— С меня и начнем.
Он расписался первым, под своей строкой — разборчиво. Потом передал ручку Александре Ивановне; она нагнулась через мое плечо, нашла свою фамилию и не торопясь расписалась.
— Полина, — позвала она. — Зайди подписать.
Фролова приблизилась к столу, посмотрела, где ее фамилия. Быстро расписалась и, не глядя ни на кого из нас, повернулась и пошла обратно в палату.
Последним остался я. Николай Борисович молча протянул мне ручку.
Я расписался, и в этот момент Система дала о себе знать:
Получены очки социальной значимости.
— Награда за спасение жизни в острой ситуации: +720.
— Награда за этический выбор без институциональной защиты: +285.
Итого начисление: +1 005.
На текущем уровне (9) набрано очков социальной значимости: 5 285 / 10 000.
Обдумывать цифры не стал, хотя логику уловил — наградили не столько за операцию, это работа, сколько за обстоятельства, при которых я решил помочь.
— Если проверка признает, что жизненные показания были, — веско произнесла Александра Ивановна, — нас прикроет статья одиннадцатая ФЗ-323: экстренную помощь нельзя не оказать. Не спасет от проверки, но объяснит, почему мы полезли на стол. А если признают, что показаний не было, нас будут рвать за самоуправство и незаконный допуск к операции. Но, если бы мы ничего не сделали и он умер на каталке, тогда бы уже всплыла сто двадцать четвертая — неоказание помощи.

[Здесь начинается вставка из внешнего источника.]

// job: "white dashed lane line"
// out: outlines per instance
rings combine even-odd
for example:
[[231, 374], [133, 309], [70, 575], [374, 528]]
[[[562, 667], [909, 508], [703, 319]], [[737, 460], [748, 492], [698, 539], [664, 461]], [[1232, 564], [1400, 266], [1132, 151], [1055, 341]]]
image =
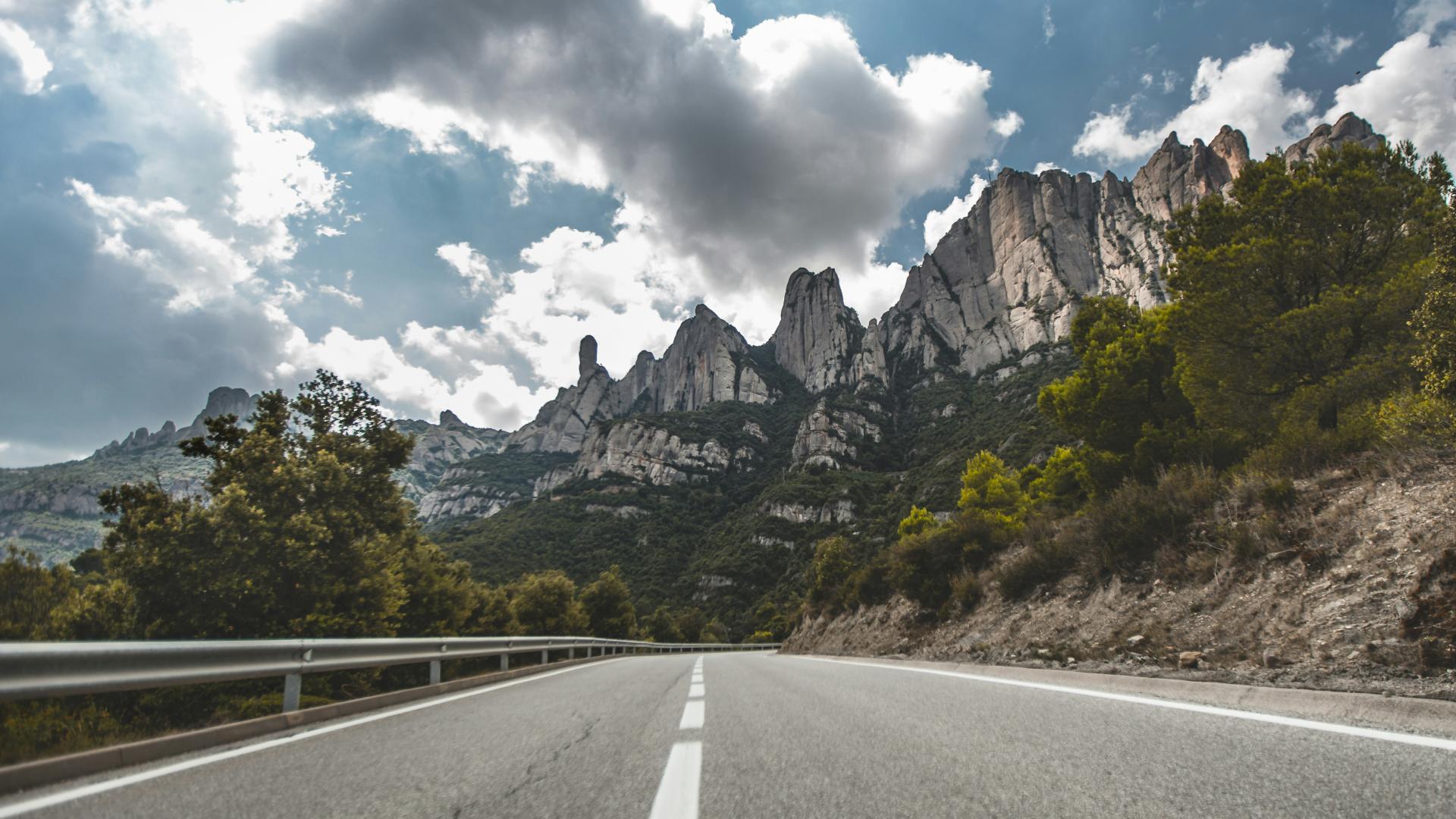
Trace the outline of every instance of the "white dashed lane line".
[[[693, 679], [687, 686], [687, 704], [677, 730], [702, 730], [706, 716], [706, 689], [703, 683], [703, 657], [693, 663]], [[657, 785], [649, 819], [697, 819], [697, 791], [703, 778], [703, 742], [686, 739], [676, 742], [667, 755], [662, 781]]]

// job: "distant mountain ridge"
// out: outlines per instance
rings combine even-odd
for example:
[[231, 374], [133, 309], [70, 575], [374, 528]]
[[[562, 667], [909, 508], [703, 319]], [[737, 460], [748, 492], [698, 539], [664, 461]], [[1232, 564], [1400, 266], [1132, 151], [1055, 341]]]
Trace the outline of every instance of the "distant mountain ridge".
[[[1374, 146], [1382, 137], [1347, 114], [1284, 154], [1303, 160], [1347, 141]], [[613, 377], [597, 363], [597, 340], [588, 335], [578, 348], [577, 383], [515, 431], [472, 427], [451, 412], [438, 423], [397, 421], [418, 436], [411, 465], [397, 478], [424, 522], [456, 529], [520, 501], [601, 487], [738, 487], [732, 491], [744, 500], [734, 509], [788, 522], [744, 522], [751, 532], [743, 539], [780, 552], [799, 548], [804, 536], [794, 526], [855, 525], [871, 495], [850, 495], [869, 485], [869, 475], [923, 465], [935, 466], [922, 469], [926, 475], [939, 475], [955, 447], [984, 443], [987, 430], [1005, 420], [1032, 423], [1034, 385], [1008, 392], [1008, 379], [1047, 379], [1064, 369], [1057, 363], [1066, 358], [1060, 342], [1082, 297], [1165, 303], [1166, 220], [1181, 207], [1223, 195], [1249, 162], [1243, 134], [1224, 127], [1207, 144], [1185, 146], [1169, 134], [1130, 181], [1003, 169], [909, 271], [900, 299], [868, 325], [844, 305], [833, 268], [799, 268], [788, 277], [779, 324], [763, 345], [750, 345], [699, 305], [661, 357], [644, 350]], [[1012, 395], [1016, 405], [996, 407]], [[218, 388], [188, 427], [167, 421], [80, 462], [0, 471], [0, 538], [19, 538], [64, 560], [100, 532], [95, 495], [111, 485], [106, 481], [162, 477], [173, 494], [198, 491], [204, 472], [181, 458], [176, 442], [202, 434], [208, 417], [246, 417], [255, 404], [243, 389]], [[943, 453], [922, 446], [917, 436], [930, 427]], [[996, 443], [1037, 458], [1048, 440], [1013, 428]], [[846, 477], [833, 491], [834, 481], [814, 478], [820, 488], [802, 497], [782, 485], [767, 495], [745, 494], [764, 491], [764, 475], [775, 471]], [[855, 472], [865, 478], [847, 477]], [[840, 490], [849, 494], [834, 494]], [[594, 507], [616, 509], [600, 501]], [[639, 548], [649, 548], [641, 546], [651, 542], [641, 516], [616, 517], [614, 526], [626, 526]], [[530, 546], [523, 541], [521, 548]], [[732, 583], [713, 577], [713, 589]]]

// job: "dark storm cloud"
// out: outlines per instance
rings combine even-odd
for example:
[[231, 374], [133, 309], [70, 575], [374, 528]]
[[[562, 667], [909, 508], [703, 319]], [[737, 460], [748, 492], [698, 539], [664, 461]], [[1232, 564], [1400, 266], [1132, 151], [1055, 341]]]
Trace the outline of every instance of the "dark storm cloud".
[[446, 105], [518, 162], [646, 207], [724, 281], [862, 262], [909, 197], [996, 141], [984, 71], [935, 58], [901, 87], [820, 17], [734, 41], [635, 3], [338, 1], [259, 66], [314, 105]]

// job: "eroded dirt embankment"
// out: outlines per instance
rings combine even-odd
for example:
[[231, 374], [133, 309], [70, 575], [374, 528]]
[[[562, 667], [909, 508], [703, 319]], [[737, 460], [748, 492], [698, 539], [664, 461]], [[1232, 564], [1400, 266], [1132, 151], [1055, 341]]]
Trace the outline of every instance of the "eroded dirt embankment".
[[[974, 612], [946, 622], [895, 597], [805, 618], [785, 651], [1456, 700], [1456, 669], [1423, 657], [1411, 628], [1433, 595], [1444, 616], [1456, 600], [1456, 462], [1331, 471], [1297, 488], [1297, 544], [1206, 581], [1069, 577], [1029, 600], [990, 583]], [[1203, 654], [1197, 667], [1179, 667], [1187, 651]]]

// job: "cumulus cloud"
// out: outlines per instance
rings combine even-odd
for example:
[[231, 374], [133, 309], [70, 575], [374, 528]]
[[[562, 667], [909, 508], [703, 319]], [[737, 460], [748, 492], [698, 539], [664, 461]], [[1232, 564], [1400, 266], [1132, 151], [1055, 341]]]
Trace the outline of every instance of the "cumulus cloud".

Так что выбора у нас, по сути, не было.
Я положил ручку на стол и откинулся на спинку стула. Александра Ивановна встала и пошла в палату, к мониторам. А я за ней.
Потому что впереди у нас были самые длинные часы этой ночи.
То, что после большой кровопотери, шока, холода и спешной операции настигает тяжелого травматического пациента, в учебниках называют триадой смерти. Это не одна угроза, а три, сцепленные друг с другом: гипотермия — потому что температуру Сотников начал терять еще на трассе; ацидоз — потому что тканям не хватает кислорода и они начинают задыхаться; коагулопатия — потому что свертывание крови срывается от кровопотери, холода, кислоты в тканях и всего физраствора, которым мы разбавили то, что у него еще оставалось. Вместе они и убивают в первые часы после травмы и операции.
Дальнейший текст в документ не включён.